Little boys still pushin big wheels

Jun 25, 2008 01:43

Summer News:

Glocester- Don't make me laugh. I really would love to really know what these girls are thinking. I watched an interview from Good Morning America today (its on youtube if youre ambitious enough to search) and it was of a teenage girl and her babys daddy. She claims there is no "pact" and uses words like "mistake" and "coincidence." Cmon...really? Any idiot knows how to use a condom, what the morning after pill is, how birth control works etc etc. There really is no excuse for teenage pregnancy in my opinion...i mean, i get the occasional slip up here and there. But i feel like theres always that one or two girls who get pregnant in high school that makes the rest of the students say "ewww no im not an idiot." So honestly, there is no way some high school girl is going to convince me that 17 girls getting pregnant at once wasnt planned.
I noticed she spoke alot about how ridiculous she found it that the school did not distribute birth control. I know this is common in other contries...but not here in the US...obviously. She stated that her peers feel embarassed going to drug stores and talking to their parents. I get that. While explaining this interview to my mother she immediately said "what about Family Planning?" bringing up the one time in my sophmore year of high school she found a business card from family planning in Taunton. I remember telling my mom that i was holding the card for a friend because she didnt want her parents to find it. Really...it was given to me after my first trip to family planning after "losing" my virginity.
Basically...I understand what this girl means by embarassing. I remember going with my 2 best friends and feeling scared and embarassed as all hell...but found it funny when I saw other girls from my school also sitting in the office with me. Its awkward...but every girl under the age of 18 goes with their friends so its not terrible.
My opinion of these pregnancies is not that these girls found Jamie Lynn or Juno glamorous..no not at all. I honestly have no idea what the fuck these girls were thinking. My mom held a theory that these girls thought that they realized they didnt have the money to goto college so they all decided to have a baby. And again, I dont think this was the case.
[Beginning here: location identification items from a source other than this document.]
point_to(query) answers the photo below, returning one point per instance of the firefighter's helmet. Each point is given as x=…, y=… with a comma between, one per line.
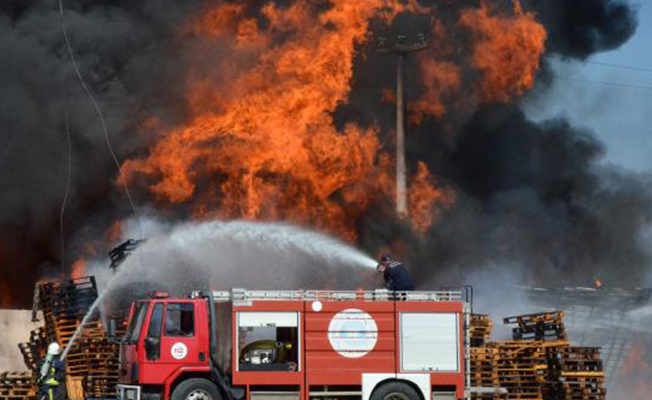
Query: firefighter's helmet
x=54, y=349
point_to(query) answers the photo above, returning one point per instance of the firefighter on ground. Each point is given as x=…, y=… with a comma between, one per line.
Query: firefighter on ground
x=52, y=375
x=396, y=276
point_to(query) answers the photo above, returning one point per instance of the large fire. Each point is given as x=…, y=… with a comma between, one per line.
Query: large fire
x=261, y=142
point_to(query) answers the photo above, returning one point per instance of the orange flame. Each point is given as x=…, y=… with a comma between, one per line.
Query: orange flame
x=506, y=50
x=265, y=147
x=78, y=268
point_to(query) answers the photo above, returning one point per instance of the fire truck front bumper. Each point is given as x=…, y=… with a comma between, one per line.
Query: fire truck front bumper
x=129, y=392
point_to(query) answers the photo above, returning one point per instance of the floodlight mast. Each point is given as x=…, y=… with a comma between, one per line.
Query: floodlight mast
x=401, y=48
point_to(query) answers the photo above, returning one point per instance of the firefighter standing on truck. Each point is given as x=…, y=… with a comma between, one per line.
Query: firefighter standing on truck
x=52, y=375
x=397, y=278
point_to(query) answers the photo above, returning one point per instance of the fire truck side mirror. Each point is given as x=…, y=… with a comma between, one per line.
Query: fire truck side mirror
x=111, y=330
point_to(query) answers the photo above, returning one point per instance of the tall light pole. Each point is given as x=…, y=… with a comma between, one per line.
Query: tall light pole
x=401, y=48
When youre between the ages of 14-17, you think about the 'now.' When i was with my friends i was thinking about who was going to steal the alcohol from their parents, what chaos could be started on the weekends, where we could party, etc etc. Though these girls could have just felt weird and an outsider when people talked about college, I dont think they thought having a baby would make them feel better.
I came up with a hypothesis that maybe these girls are ridiculously hippy and over influenced by their protesting parents who grew up in the 60s and their mothers burning their bras- that there could be a possibility these girls acted out in a way to get the school to hand out birth control to students anonymously. I only say this by how much the young girl in the intereview seemed so mad that the school can't.
...its definately not a schools place to hand out birth control to its students. Its not a fucking doctors office. Thats why when a student gets sick theyre sent home so their parents can deal with it...not them. Who knows...maybe they just didnt want to go to college and just had a baby to get out of it. I'll find out soon I'm sure.

MY LIFE
Well Lets see. I work 3 jobs if you consider babysitting a job.
Ziggys- my boss hates me. Okay...well i dont think he hates me, but he loves yelling at me...especially in front of customers. its like his thing. I really dont mind..I think its funny most of the time..but i need to remember to start going to this job in a good mood and with adequet amount of sleep. A day after my friend steve decided to piss me off by talking all night long while i had to sleep in a room with him and our 3 friends. He really would not shut the hell up or stop farting. I dont think i got to finally sleep till about 530/6am...and it was also a long night of heavy drinking. Therefore I was pretty overexhausted at work. My boss made a big deal over somehting and yelled at me and I almost started crying. At the point when i wanted to climb into a freezer and start letting tears fall...i realized i was definately just lacking sleep...I dont cry.
Gap- I fold clothes all day. And once im done...i go back to that pile of jeans i just folded and take them apart and fold them again. Slowest. Job. Ever.
Babysitter- I love this girl. Absolutely beautiful and incredibly smart for a 3? 4? year old. We play house and store. Somtimes i get to play her 21 year old sister who goes to college in Norway, but i take a train to visit at her house. Oh and shes 19 and cooks me breakfast in bed...but sometimes she doesnt wake up and I have to pretend to be the doctor to make her unsick. Then sometimes we paint pine cones or I'll play ringtones on my cell phone and we dance at the beach. I think she could be the one who saves me from myself.

Sometimes I still get lonely and sometimes I cry over the fact that I feel like I can't keep anyone happy. I still get scared of being alone because for 6 months I could only picture my life by someone elses side and now im finally realizing that will never happen....and Its good and I should be happy that I wont ever have to be by his side anymore. It just really takes away from myconfidence and self esteem when I feel like no one will ever want me in that way. Im definately over him and I dont think I would ever be able to bring myself to go back to him after all this time of thinking and realizing how horrible he was to me. Its just frustrating knowing that he sitll doesnt see it that he did somehting so wrong and that hes not sorry.